Note that this technique works only for content that is rendered via Djangos template-engine. This means that with CSS-files, for example, you have to separate the parts that have media URLs in them and render them with Django templates. This works great for medium and small sites, but on a high-volume sites you’ll definitely want to make different arrangements to let those static elements be delivered via a separate media server.

Use Sample Data

Local developing means also that you don’t have access to the production database. It’s often necessary to have some data in the database before you can do any development at all. Django provides you a way for setting basic initial data automatically after syncdb-command, and it also helps you move all your data across different databases via fixtures.

A fixture is a collection of data that Django knows how to import into a database. You can export your whole production (Django-)database (or just one app) to a fixture with dumpdata-command. You can then move this fixture to your local machine and import it with loaddata. This way you can easily make copies of your production database and use them in your local development.

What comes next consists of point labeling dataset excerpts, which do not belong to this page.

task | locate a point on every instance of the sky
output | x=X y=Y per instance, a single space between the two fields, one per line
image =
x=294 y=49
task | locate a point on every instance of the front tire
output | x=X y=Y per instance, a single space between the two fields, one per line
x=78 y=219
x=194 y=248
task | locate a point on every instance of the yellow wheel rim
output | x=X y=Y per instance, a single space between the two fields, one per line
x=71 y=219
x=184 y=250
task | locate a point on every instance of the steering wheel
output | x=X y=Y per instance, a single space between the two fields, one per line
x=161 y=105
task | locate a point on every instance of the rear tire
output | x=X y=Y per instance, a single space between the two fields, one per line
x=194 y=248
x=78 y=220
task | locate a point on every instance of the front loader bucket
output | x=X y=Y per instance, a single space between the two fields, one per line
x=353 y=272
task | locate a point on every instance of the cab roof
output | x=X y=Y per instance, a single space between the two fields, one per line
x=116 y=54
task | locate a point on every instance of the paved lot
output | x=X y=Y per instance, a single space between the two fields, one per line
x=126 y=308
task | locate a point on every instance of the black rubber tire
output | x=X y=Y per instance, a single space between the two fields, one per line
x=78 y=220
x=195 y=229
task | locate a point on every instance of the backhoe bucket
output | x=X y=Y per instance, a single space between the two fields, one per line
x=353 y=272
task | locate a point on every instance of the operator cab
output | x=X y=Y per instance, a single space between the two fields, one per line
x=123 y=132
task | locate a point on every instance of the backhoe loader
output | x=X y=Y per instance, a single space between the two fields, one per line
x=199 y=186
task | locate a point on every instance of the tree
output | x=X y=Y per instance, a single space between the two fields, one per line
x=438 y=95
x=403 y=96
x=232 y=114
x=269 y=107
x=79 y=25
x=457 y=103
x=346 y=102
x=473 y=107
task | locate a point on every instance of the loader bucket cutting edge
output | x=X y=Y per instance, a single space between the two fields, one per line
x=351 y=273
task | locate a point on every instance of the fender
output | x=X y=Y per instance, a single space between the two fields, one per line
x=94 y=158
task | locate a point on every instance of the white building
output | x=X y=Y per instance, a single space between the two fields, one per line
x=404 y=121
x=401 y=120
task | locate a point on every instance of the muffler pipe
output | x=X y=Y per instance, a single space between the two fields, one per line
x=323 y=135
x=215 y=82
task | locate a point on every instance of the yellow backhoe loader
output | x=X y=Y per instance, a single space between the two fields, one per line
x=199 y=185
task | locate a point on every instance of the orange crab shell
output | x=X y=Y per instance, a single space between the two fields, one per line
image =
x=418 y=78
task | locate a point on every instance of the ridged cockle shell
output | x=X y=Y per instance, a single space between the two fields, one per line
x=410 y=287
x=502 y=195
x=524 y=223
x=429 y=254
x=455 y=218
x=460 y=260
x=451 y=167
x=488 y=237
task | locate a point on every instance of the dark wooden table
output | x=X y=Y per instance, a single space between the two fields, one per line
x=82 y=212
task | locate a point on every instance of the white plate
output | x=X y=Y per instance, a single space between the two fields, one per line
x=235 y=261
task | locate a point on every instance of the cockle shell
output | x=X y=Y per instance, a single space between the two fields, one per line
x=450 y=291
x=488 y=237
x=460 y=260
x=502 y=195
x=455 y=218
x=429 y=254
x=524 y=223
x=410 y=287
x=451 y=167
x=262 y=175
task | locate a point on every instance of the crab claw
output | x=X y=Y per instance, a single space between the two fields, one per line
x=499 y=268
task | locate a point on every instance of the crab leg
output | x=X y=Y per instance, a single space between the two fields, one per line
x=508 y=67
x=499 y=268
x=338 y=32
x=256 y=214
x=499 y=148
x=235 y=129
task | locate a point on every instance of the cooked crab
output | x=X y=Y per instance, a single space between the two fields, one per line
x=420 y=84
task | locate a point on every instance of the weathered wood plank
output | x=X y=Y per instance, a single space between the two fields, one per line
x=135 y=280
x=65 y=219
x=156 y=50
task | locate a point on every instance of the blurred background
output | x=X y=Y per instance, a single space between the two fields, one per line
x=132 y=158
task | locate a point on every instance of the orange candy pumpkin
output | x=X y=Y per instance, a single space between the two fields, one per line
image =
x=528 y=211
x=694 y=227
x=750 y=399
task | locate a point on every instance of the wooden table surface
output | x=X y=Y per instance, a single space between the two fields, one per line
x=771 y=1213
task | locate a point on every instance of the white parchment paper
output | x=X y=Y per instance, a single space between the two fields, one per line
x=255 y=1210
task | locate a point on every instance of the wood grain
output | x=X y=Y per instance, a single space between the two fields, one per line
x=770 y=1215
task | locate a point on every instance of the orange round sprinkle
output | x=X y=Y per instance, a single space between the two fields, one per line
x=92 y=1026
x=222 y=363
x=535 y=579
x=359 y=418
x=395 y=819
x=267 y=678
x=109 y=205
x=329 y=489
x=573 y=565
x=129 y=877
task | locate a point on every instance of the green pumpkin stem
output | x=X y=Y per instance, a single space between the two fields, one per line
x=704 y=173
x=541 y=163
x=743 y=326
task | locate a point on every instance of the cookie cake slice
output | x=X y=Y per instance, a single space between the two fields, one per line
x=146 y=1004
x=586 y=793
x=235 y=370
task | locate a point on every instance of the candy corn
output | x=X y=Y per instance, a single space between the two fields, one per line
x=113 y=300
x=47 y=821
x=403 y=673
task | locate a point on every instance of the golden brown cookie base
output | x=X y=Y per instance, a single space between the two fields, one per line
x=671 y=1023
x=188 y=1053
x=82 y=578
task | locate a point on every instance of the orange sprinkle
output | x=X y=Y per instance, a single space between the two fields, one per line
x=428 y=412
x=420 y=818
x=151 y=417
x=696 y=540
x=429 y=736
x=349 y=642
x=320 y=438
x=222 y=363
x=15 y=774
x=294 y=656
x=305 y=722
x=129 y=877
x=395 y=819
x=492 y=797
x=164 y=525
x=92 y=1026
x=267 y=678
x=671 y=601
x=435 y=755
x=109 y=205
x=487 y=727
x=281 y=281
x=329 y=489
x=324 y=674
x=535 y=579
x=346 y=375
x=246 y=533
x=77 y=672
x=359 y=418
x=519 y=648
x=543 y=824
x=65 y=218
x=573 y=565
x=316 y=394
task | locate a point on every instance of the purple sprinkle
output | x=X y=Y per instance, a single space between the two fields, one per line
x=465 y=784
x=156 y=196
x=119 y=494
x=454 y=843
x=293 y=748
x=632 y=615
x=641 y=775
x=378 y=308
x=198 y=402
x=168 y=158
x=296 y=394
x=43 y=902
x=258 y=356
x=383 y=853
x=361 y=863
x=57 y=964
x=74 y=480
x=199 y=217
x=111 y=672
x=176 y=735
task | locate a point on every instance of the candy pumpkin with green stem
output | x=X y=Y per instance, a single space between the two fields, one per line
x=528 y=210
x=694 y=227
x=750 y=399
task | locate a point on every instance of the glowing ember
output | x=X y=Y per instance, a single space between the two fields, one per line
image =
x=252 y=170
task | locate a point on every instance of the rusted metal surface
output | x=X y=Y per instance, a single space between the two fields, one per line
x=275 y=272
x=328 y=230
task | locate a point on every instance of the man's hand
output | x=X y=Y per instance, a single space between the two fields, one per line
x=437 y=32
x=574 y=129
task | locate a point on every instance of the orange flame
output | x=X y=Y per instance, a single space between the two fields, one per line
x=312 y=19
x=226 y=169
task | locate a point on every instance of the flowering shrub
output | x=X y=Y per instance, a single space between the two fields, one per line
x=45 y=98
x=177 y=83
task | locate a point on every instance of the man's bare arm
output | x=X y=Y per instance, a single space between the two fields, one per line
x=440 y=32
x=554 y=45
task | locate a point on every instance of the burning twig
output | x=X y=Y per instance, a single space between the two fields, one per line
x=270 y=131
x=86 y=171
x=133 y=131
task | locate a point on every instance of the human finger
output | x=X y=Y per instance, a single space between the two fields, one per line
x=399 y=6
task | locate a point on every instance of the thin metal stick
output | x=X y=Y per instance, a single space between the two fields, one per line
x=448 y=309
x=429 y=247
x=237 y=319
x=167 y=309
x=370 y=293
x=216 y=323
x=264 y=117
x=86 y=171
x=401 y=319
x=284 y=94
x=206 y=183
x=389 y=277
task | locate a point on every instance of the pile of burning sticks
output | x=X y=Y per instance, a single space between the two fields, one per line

I’ve found two compelling reasons for using fixtures with development:

  • Using a copy of real data from a live production server in development is great because that way you’ll be able to work with those kind of inputs from real users that you’d never dream up writing yourself in your tests — before something breaks and you have to. It also feels nice to work on a site with real content instead of endless lorem ipsum paragraphs.
  • Also, lately I’ve been developing small sites entirely offline and deployed them via fixtures; I start up with an empty site, test and iterate it offline, add data and finally dump it (mostly from sqlite), and then load it to MySQL or PostgreSQL on the production server. Being able to move data easily from one database backend to another is great!

Conclusions

Offline-development is all about agility and portability. By keeping things not dependent on any specific database, media server or development machine, you’re giving yourself more freedom. In addition to easier development, portability adds to easier deployment, too.

Django provides great tools for fully offline-development. Hopefully this post gave you some ideas why you’d want to do it. I’ve been trying to better my own developing practices with Django for over two years. I’ve learned a lot, but I also believe that there’s still much to learn. Your tips and experiences are more than welcome in the comments!